Letter to the Editor
BY Fraser Sutherland
Dear Editor,
I would have accepted Evan Jones's invitation "to stand up for Al Purdy" ["Letters," September 2008], except that I don't have to: Purdy was a tall man and an XL talent. Since he was also a friend and colleague, I would like to correct three errors in Jones's letter: two factual, one conceptual.
In Toronto, Purdy's memorial statue was erected in Queen's Park, not at City Hall. He was not a native of Toronto, but of the small town of Wooler, Ontario. The allegation that his "most noteworthy poems are about being drunk in bars, and at best he's part of a certain caliber of anti-intellectual, free verse poet whose fashion seemed perhaps relevant and necessary in the seventies, but whom few have time for any longer" is pure nonsense.

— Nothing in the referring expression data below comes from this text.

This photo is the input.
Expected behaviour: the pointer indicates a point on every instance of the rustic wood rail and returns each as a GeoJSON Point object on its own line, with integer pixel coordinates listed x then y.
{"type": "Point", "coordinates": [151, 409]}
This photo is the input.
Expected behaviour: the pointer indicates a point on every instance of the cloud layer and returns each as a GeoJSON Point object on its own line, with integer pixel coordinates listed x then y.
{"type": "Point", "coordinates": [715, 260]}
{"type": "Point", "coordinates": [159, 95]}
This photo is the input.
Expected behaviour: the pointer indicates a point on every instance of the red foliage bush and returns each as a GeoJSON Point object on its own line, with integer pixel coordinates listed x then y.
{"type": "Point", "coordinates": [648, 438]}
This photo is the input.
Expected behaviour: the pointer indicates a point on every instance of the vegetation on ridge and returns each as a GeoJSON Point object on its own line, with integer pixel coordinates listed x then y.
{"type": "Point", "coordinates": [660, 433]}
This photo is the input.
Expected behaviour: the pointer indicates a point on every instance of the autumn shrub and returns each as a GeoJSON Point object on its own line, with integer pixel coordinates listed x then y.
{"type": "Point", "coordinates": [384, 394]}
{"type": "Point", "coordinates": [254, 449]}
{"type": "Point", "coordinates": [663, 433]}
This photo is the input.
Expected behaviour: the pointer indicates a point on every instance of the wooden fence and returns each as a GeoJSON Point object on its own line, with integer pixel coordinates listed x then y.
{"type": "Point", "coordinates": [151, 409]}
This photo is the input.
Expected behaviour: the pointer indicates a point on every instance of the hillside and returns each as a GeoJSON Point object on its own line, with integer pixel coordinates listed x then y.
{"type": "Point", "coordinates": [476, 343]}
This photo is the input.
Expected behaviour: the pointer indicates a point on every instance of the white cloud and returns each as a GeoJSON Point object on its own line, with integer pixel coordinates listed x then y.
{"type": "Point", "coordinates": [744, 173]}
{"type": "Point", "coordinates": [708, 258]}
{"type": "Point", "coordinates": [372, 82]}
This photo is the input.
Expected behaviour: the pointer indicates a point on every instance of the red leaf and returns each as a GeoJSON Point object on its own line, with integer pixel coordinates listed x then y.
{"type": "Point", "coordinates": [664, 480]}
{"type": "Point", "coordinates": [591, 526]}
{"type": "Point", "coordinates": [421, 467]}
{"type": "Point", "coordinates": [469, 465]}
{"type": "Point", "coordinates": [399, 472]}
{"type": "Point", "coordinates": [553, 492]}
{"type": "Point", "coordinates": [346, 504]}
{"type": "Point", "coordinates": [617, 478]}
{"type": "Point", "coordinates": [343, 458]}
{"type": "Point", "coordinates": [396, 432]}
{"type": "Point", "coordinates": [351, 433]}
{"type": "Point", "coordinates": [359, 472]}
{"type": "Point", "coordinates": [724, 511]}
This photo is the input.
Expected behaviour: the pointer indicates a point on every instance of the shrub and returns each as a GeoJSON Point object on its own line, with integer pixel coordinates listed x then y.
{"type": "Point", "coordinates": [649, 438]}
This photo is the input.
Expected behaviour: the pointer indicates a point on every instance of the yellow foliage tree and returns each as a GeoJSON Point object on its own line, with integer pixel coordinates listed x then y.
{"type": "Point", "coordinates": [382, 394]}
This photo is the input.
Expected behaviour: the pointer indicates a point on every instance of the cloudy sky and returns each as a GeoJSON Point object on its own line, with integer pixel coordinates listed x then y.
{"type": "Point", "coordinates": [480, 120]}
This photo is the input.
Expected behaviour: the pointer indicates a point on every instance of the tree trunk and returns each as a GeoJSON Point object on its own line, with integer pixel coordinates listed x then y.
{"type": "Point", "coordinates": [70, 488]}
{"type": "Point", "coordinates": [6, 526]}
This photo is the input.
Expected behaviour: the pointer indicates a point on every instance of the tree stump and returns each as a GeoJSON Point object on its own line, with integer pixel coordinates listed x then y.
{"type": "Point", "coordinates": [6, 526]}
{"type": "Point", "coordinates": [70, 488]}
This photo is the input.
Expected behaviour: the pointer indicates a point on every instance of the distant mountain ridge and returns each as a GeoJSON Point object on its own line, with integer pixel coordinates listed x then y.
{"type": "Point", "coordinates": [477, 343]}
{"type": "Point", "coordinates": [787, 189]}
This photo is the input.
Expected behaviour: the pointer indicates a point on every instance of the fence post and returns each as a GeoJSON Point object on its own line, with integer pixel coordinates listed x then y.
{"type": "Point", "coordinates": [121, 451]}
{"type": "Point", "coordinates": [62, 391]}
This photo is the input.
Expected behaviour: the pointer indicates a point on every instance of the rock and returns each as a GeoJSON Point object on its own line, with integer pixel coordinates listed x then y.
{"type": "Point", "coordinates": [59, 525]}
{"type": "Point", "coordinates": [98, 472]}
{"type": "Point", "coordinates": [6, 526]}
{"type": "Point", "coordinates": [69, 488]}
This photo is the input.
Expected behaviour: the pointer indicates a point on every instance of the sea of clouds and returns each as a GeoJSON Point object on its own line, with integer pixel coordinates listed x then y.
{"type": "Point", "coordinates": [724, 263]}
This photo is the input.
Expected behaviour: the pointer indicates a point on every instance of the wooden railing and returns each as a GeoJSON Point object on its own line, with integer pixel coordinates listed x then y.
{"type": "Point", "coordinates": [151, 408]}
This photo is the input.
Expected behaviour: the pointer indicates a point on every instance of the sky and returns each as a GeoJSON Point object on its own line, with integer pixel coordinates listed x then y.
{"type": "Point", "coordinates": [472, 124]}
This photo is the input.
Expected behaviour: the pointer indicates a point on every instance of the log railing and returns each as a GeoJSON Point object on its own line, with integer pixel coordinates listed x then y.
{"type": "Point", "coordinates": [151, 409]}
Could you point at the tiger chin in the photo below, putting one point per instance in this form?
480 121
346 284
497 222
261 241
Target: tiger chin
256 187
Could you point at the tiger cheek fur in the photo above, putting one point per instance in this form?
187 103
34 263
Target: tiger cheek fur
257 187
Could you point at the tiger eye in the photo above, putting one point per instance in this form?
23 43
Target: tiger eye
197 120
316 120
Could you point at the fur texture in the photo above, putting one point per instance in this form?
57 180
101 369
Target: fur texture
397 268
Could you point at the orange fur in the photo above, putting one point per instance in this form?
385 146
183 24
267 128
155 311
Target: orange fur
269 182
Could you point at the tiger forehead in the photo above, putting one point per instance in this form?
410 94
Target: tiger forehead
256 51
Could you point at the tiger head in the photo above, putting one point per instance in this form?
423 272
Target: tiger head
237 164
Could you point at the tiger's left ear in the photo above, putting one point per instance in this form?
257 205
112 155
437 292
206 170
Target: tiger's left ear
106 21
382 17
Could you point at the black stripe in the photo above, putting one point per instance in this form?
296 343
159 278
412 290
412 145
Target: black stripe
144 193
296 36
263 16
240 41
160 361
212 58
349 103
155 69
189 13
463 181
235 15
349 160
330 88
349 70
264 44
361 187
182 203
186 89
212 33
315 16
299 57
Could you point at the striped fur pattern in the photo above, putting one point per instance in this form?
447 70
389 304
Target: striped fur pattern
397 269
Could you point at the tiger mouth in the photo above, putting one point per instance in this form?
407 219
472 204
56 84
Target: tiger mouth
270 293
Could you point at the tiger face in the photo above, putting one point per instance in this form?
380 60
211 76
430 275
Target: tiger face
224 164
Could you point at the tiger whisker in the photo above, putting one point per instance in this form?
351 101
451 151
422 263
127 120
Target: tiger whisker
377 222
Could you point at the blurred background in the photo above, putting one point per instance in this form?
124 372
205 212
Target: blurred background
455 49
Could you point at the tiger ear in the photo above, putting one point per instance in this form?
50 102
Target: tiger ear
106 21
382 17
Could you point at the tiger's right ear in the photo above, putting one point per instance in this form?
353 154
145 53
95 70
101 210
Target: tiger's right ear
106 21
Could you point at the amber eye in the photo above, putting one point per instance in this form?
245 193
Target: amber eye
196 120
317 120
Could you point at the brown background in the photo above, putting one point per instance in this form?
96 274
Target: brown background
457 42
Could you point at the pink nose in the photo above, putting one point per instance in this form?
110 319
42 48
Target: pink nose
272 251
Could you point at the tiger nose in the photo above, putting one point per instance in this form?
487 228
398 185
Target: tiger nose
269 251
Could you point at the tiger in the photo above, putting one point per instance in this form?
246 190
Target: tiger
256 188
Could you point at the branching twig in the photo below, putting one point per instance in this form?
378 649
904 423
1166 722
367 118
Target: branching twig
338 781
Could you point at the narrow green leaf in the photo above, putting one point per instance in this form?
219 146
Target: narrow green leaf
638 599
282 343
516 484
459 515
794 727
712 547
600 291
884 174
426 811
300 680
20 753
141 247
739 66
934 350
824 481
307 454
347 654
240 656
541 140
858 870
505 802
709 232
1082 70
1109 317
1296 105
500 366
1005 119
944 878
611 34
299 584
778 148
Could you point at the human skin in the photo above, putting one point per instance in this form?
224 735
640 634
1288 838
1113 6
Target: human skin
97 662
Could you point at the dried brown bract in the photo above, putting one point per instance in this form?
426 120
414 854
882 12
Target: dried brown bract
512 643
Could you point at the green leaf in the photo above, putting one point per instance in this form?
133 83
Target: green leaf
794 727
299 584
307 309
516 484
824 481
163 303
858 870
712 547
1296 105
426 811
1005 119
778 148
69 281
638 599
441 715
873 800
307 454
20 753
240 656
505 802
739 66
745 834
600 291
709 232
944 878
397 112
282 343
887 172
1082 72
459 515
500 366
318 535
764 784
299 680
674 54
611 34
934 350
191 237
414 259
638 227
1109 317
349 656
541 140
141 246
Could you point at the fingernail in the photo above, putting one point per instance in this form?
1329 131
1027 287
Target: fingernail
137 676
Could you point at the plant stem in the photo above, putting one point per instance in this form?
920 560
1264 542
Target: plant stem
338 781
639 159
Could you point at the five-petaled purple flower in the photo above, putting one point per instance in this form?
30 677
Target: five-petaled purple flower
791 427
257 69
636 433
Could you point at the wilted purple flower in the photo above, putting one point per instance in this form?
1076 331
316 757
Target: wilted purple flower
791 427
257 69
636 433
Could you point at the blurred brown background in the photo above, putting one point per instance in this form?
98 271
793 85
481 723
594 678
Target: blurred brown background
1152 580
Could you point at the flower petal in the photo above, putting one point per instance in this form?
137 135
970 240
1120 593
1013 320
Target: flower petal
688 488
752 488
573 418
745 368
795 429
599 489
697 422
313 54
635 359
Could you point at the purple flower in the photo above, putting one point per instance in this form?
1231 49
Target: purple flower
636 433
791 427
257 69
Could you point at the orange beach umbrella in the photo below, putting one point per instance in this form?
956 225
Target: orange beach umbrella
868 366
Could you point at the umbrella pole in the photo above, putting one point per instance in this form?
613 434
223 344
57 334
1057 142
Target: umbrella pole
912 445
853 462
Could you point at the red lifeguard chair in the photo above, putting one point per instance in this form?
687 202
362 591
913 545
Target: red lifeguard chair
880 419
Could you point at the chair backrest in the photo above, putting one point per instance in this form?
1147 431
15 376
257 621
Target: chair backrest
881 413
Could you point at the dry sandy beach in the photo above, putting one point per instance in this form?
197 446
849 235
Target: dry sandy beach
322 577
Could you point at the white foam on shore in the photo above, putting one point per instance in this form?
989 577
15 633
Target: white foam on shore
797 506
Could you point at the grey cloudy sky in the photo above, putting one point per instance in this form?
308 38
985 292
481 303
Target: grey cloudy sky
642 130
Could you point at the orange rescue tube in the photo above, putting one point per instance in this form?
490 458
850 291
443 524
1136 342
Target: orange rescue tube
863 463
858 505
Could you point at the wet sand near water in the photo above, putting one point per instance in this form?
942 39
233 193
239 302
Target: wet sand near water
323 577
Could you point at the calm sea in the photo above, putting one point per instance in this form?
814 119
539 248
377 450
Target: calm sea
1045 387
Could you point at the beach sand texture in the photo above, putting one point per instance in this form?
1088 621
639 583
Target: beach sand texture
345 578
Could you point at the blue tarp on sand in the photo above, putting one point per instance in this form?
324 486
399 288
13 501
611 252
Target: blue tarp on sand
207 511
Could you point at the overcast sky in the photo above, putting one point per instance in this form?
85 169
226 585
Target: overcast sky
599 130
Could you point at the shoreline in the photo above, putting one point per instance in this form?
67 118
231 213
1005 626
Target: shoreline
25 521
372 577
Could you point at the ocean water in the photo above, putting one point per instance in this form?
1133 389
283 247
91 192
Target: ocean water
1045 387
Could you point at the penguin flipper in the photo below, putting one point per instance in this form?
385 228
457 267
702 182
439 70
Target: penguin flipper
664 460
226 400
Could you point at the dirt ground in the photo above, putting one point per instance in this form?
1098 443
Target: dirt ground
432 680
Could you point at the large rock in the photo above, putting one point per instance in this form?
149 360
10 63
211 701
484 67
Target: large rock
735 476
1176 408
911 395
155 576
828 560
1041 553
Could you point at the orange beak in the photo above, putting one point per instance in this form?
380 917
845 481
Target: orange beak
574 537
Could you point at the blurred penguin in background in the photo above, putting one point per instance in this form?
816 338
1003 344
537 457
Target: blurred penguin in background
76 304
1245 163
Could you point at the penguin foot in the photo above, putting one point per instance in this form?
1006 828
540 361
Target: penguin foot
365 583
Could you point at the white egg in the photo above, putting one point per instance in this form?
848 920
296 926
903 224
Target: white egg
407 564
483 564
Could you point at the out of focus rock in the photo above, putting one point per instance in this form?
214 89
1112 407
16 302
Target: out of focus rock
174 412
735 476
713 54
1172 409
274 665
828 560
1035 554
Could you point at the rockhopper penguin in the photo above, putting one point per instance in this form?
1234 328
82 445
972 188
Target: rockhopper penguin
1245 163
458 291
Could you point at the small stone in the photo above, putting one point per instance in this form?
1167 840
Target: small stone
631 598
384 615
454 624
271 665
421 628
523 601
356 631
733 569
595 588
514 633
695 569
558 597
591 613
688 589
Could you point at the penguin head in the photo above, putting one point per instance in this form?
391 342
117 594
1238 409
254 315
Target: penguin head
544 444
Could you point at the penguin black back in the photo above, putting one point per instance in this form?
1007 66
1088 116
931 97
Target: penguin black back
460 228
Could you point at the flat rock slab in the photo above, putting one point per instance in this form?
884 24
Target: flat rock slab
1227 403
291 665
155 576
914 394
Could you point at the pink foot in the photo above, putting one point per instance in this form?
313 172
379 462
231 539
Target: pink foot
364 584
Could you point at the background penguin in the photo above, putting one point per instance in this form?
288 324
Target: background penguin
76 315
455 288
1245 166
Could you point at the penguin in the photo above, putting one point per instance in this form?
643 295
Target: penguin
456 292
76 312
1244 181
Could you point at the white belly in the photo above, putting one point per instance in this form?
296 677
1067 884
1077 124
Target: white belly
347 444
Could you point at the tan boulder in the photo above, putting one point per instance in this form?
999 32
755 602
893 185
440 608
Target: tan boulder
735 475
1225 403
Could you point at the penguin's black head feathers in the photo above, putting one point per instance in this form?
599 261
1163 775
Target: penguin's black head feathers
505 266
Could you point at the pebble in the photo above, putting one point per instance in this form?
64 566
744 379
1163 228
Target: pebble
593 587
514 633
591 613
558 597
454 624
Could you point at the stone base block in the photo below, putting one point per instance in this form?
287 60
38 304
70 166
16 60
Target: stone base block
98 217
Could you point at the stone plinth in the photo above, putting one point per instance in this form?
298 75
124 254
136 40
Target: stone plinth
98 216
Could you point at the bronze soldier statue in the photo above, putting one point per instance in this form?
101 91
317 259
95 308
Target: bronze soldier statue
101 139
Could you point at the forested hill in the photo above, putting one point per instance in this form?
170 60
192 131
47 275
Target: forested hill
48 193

Purdy was, and is, relevant. He had no time for pompous academics, and if contemporary poets don't have time for him it's to their distinct disadvantage. Purdy made beer and wild-grape wine and he did indeed drink a lot of it, though he usually drank in taverns, not bars. But his bibulousness was, like that of his friend and correspondent Charles Bukowski, a public pose, occasionally tried on for comic effect in poems. Beyond Remembering: The Collected Poems of Al Purdy, edited by Sam Solecki, runs to 608 pages, and very few of them owe anything to the Alcoholic Muse.
Purdy's shambling, slurring, country-bumpkin persona was as much a put-on as Robert Frost's faux-naïf ruralism. Self-educated, he was immensely well-read, and his work overarchingly alludes to vast tracts of history, prehistory, mythology, geology, and biology. They were all subjects of sober interest to his rueful, restless, and speculative intelligence.